Bayesian Natural Gradient Fine-Tuning of CLIP Models via Kalman Filtering
Hossein Abdi, Mingfei Sun, Wei Pan
TL;DR
This paper tackles the challenge of fine-tuning CLIP models with limited labeled data by introducing a Kalman-filter-based adapter that approximates the natural gradient direction within a Bayesian framework. The approach combines second-order optimization benefits with uncertainty quantification to boost in-distribution performance while improving out-of-distribution robustness. The authors provide a theoretical link between the Kalman update and NGD, and propose two robustness strategies for OOD via adaptive observation noise and Mahalanobis-distance-based regulation. Extensive experiments across six ID datasets and multiple OOD variants demonstrate consistent ID gains and improved OOD generalization, with ablations validating the influence of key hyperparameters. This method offers a robust, uncertainty-aware alternative to standard first-order fine-tuning for vision-language models like CLIP.
Abstract
Vision-language pre-trained models, such as CLIP, have established new benchmarks in multimodal data mining. In such models, few-shot fine-tuning is a major challenge to achieve optimal performance on both in-distribution (ID) and out-of-distribution (OOD) datasets, especially when labeled data is scarce.

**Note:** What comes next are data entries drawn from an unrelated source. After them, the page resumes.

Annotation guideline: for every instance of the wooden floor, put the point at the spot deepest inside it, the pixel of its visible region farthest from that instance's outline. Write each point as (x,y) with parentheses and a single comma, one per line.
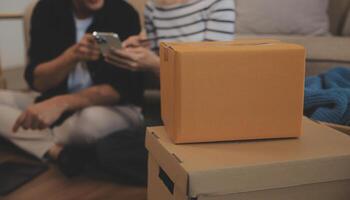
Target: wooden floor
(52,185)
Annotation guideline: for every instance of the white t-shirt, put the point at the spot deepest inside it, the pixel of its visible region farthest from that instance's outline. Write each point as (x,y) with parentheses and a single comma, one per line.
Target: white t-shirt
(79,78)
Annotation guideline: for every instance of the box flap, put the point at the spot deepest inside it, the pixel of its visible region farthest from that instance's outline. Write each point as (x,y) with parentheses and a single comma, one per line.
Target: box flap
(225,45)
(322,154)
(171,165)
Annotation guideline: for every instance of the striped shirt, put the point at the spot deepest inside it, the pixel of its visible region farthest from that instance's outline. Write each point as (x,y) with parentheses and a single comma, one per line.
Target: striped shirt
(196,20)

Most existing fine-tuning approaches rely on first-order gradient-based optimizers, which typically suffer from slow convergence, sensitivity to step-size hyperparameters, and poor generalization in OOD settings. In contrast, second-order methods utilize local curvature information of the loss landscape to adjust the update step size. This is particularly beneficial for CLIP models, whose non-convex loss functions often contain sharp critical points. In such cases, natural gradient direction can offer more substantial and efficient per-iteration updates when fine-tuning with limited data. Natural Gradient Descent (NGD) is obtained by preconditioning the standard gradient with the inverse Fisher Information Matrix (FIM), which is computationally expensive for large models. To address this, we propose a Bayesian approximation of NGD using a Kalman filter for CLIP models. Our method combines the benefits of second-order optimization with Bayesian inference, which enhances generalization while providing uncertainty quantification. Extensive experiments conducted on diverse image classification datasets demonstrate that our algorithm consistently achieves superior--or comparable--ID performance and improved OOD robustness compared to state-of-the-art baselines. To the best of our knowledge, this work represents the first successful application of Kalman filtering to fine-tuning CLIP-based models, which enables more robust and efficient learning in vision-language tasks.